L’Assemblée des Premières Nations «perd espoir» face à la CAQ

L’Assemblée des Premières Nations Québec-Labrador (APNQL) a reproché lundi au gouvernement Legault d’« abuser » de la bonne foi des Autochtones, après que la Coalition avenir Québec (CAQ) eut écarté trois recommandations des commissions Viens et Laurent en dix jours.
« Le plan [d’action gouvernemental] sur lequel surfe le ministre responsable des Affaires autochtones depuis des mois est en train de faire naufrage », a écrit l’APNQL dans un communiqué.
Le gouvernement Legault a d’abord balayé du revers de la main une recommandation de la commission Viens visant à mettre sur pied un protecteur national de l’élève autochtone. Il a ensuite renoncé à son engagement, inspiré par cette même commission, d’inclure la notion de sécurisation culturelle dans la Loi sur les services de santé et les services sociaux. Enfin, il a refusé d’abolir sans condition les délais de placement dans les communautés autochtones. Ces délais correspondent à la durée pendant laquelle un enfant peut rester dans un milieu substitut avant d’être déplacé.
Ces trois décisions vont à l’encontre des recommandations de la commission Viens et, dans le troisième cas, de la commission Laurent sur les droits des enfants et la protection de la jeunesse aussi.
La Commission d’enquête sur les relations entre les Autochtones et certains services publics au Québec (la commission Viens) a laissé au gouvernement 142 appels à l’action en 2019. La CAQ a reconnu en septembre 2021 « la nécessité de s’engager énergiquement dans ce chantier », auquel elle a réservé 200 millions de dollars.
Or, voilà que ses trois reculs face aux demandes de la commission Viens sont perçus par les groupes autochtones et les oppositions comme des « claques au visage » ou un « déni systématique » du gouvernement à l’endroit des réalités propres aux Premiers Peuples.

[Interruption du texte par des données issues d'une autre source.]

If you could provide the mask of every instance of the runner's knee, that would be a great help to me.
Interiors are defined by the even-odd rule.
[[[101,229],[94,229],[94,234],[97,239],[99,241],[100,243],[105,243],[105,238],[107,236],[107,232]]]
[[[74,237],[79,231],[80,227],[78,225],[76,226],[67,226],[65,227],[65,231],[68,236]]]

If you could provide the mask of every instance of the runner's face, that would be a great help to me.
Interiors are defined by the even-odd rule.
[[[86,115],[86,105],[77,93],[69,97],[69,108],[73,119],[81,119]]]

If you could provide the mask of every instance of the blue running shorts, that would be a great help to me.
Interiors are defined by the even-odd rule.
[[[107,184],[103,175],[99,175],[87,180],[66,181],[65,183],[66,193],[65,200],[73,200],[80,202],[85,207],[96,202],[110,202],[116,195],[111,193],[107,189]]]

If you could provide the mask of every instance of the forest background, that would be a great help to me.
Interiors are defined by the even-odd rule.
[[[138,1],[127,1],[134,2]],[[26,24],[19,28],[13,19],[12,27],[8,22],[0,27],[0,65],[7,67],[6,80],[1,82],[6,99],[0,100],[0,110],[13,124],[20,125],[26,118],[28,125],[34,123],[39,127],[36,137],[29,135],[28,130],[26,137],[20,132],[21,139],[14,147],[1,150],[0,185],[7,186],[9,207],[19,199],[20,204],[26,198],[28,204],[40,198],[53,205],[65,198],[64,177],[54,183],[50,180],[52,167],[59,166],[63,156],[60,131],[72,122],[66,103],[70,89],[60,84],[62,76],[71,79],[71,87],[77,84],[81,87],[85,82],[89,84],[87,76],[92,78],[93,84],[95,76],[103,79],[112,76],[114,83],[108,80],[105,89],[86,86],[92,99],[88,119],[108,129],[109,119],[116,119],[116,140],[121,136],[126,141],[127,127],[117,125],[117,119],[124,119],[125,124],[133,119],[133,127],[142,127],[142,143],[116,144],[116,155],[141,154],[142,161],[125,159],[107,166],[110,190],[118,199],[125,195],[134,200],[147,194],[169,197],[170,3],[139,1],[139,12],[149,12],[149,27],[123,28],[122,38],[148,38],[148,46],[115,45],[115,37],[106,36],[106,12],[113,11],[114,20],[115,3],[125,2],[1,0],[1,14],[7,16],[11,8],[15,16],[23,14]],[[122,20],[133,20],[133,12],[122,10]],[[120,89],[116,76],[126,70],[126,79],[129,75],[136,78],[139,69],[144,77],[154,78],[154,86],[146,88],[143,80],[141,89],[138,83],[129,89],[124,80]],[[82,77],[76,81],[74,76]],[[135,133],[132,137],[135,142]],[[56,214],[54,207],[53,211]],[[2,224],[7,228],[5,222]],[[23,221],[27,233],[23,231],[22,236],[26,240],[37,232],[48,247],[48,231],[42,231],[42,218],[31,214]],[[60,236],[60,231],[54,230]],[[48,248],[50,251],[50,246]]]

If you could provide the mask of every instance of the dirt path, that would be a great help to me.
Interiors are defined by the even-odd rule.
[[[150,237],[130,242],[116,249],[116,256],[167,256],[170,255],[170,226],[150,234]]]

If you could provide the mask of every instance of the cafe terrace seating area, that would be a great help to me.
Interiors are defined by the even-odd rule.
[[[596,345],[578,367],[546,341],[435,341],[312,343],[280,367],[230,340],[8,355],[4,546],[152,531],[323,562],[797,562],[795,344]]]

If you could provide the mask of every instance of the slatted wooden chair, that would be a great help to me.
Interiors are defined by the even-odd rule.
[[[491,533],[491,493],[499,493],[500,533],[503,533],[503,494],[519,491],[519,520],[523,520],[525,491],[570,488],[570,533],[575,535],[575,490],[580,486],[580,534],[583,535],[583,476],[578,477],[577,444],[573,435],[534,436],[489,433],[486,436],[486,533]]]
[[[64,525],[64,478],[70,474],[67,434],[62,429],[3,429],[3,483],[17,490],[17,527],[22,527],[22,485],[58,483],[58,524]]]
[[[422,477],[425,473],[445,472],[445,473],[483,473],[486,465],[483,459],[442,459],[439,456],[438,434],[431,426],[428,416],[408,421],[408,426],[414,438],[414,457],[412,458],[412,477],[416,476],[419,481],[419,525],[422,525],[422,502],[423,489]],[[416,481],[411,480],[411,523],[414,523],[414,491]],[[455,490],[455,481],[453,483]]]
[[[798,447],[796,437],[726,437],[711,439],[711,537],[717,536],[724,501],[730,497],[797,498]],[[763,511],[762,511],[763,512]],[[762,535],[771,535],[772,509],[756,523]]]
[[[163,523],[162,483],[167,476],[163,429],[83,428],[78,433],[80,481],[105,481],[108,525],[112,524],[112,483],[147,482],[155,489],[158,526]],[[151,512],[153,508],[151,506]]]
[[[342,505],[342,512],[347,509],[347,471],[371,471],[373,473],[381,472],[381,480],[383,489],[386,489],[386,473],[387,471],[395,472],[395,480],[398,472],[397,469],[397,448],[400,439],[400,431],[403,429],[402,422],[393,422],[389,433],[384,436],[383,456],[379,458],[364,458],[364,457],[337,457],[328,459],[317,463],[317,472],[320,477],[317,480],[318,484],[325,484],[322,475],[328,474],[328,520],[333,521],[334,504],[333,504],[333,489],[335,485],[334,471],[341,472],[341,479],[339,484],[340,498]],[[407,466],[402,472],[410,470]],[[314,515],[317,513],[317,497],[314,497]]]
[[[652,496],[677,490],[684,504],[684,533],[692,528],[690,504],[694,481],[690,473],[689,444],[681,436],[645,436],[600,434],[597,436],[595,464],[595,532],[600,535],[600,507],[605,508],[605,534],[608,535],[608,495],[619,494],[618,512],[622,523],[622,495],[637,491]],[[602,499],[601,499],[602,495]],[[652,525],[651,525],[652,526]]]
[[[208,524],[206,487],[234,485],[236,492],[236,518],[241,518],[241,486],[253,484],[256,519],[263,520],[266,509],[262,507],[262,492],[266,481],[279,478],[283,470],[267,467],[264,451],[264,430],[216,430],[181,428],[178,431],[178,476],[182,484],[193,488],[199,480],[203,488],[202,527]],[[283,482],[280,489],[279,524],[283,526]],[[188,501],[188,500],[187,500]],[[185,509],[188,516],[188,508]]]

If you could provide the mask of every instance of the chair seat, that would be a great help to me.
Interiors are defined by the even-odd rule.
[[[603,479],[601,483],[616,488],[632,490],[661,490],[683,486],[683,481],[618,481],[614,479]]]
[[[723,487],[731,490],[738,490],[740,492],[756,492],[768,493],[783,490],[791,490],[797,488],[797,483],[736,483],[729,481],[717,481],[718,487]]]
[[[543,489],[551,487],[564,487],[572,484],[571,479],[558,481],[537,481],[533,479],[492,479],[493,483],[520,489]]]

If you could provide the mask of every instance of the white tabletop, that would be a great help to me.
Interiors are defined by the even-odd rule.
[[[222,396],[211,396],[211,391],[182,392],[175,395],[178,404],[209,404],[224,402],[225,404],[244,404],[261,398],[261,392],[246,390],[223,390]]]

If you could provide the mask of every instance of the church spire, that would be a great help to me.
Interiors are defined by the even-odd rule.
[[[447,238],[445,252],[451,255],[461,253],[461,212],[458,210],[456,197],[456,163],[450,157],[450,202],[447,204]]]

« Abus flagrant de bonne foi »
Dans un communiqué coiffé du titre « Nous perdons espoir », l’APNQL a reproché au gouvernement Legault son « acharnement » à « limiter la capacité de gouvernance de nos dirigeants ». Il s’agit ni plus ni moins que « du colonialisme à son meilleur », a écrit le chef de l’organisation, Ghislain Picard.
« Il y a ici un abus flagrant de notre bonne foi et, surtout, de celle de nos experts, qui n’ont pas ménagé les efforts et énergies pour soutenir les travaux des différentes commissions qui ont eu à se pencher sur ces questions », a-t-il ajouté au sujet des enjeux de protection de la jeunesse.
Outre la question des délais de placement, Québec conteste — en Cour suprême désormais — une loi fédérale (C-92) censée permettre aux communautés autochtones de se détacher de la Direction de la protection de la jeunesse. « La protection de la jeunesse relève de l’État québécois », a notamment déclaré le 16 mars le ministre de la Justice, Simon Jolin-Barrette. Il a refusé de dire s’il était possible pour une communauté autochtone de s’affranchir complètement de la DPJ, en avançant plutôt que la négociation d’ententes constituait « la voie à suivre ».
De l’avis du ministre responsable des Affaires autochtones, Ian Lafrenière, la contestation de C-92 n’est cependant « en rien un refus de reconnaître l’autonomie des Premières Nations ».
Après le Parti libéral et le Parti québécois, Québec solidaire a demandé lundi à la CAQ de « prendre au sérieux » le « cri du cœur » de l’APNQL. « Malgré tous les beaux discours et les belles promesses de la CAQ, le gouvernement continue d’entretenir une attitude paternaliste envers les peuples autochtones. Le ministre Carmant dit reconnaître que les Autochtones sont les mieux placés pour prendre soin de leurs enfants, mais pourtant, il refuse d’intégrer la plupart des recommandations formulées par les représentants autochtones pour mieux tenir compte de leur réalité », a dénoncé Manon Massé.
Elle a pressé la CAQ de « tendre la main aux Autochtones et de s’engager concrètement dans la voie de la réconciliation ».